Reply
Highlighted
Explorer
Posts: 15
Registered: ‎03-03-2017

For Pyspark Sql Query delay in picking up tasks for spark executors

Dear All,

 

I am using pyspark2.3.0 . With below syntax

        pyspark2 --driver-memory 4G --executor-cores 3 --driver-cores 3 --num-executors 16 --executor-memory 4G

 

On execution of above statement making I am reserving the above cores mentioned

 

Now the problem is I am firing below query, Below mentioned table is partitioned and it is of 450GB

        spark.sql("select * from tabl_name limit 20").show()

 

        On firing above query we have ,There are 10000 tasks created and execution starts at end of 4th min. 

 

Is there any help so that I could reduce the time to wait till 4 min. Please let me know if any parameter I should be setting

 

 

Thanks and Regards,

Naveen Srikanth D

 

Cloudera Employee
Posts: 75
Registered: ‎11-16-2015

Re: For Pyspark Sql Query delay in picking up tasks for spark executors

[ Edited ]

Hi @GokuNaveen

 

By design, Number of tasks = Number of partitions. 
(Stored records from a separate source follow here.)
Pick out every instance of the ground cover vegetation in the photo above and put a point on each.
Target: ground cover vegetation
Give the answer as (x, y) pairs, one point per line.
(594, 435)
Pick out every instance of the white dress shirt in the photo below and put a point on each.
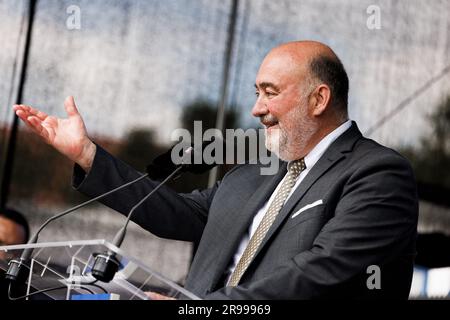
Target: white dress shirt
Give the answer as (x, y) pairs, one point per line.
(310, 160)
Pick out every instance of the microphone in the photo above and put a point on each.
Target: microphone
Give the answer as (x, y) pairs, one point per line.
(106, 264)
(163, 165)
(15, 268)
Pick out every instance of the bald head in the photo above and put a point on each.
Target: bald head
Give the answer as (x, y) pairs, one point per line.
(315, 63)
(301, 90)
(303, 51)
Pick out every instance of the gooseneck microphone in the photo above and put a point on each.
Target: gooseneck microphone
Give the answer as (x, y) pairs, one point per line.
(15, 268)
(106, 264)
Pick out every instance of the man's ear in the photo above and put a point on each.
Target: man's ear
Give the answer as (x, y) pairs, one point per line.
(320, 99)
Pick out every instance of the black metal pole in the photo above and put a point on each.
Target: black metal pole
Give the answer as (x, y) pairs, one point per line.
(220, 120)
(9, 159)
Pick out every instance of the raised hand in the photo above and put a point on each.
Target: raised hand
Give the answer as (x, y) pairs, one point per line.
(68, 136)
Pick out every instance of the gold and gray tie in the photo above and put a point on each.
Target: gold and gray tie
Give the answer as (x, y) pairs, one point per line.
(294, 170)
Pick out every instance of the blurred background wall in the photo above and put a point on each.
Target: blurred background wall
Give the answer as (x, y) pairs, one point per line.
(140, 69)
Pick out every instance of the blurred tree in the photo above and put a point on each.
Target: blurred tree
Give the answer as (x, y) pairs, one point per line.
(139, 148)
(431, 160)
(204, 111)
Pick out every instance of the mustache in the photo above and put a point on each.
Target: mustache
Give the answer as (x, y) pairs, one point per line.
(268, 119)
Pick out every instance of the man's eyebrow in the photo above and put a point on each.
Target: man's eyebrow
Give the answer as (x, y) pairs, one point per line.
(264, 85)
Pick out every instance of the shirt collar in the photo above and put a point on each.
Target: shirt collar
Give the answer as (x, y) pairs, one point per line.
(314, 155)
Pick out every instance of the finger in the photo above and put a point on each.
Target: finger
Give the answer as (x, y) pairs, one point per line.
(70, 106)
(37, 126)
(40, 114)
(31, 111)
(23, 115)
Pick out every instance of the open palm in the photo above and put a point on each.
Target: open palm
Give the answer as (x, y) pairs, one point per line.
(68, 136)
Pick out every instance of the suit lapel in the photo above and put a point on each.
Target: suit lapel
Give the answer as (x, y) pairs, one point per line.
(242, 219)
(335, 152)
Typically, there is a partition for each HDFS block being read.

 

This means: 1 Spark task <--> 1 Spark partition <--> 1 HDFS block

 

When a job is run, Spark makes a determination of where to execute the task based on certain factors such as available memory or cores on a node, where the data is located in a cluster, or available executors.

 

By default, spark waits for 3ms to prefer launching a task on a node where the actual data resides. This parameter is referred to as spark.locality.wait. When you've several tasks this can be a bottleneck and can increase the overall startup time, however, remember that having a data local to the task can actually reduce the time a task takes to complete. Please explore this value (try with 0ms) and keep in mind the pros and cons of this. For a detailed discussion see this link

Also note that spark.locality.wait is only relevant when dynamic allocation is enabled (with static allocation, it has no idea what data you're even going to read when it requests containers, so it can't use any locality info). 

 

On a side note, you should also look at the number of partitions. With too many partitions, the task scheduling may take more time than the actual execution time. Ideally, a ratio (partitions to cores) of 2X (or 3X) should be a good place to start with. 

 

Amit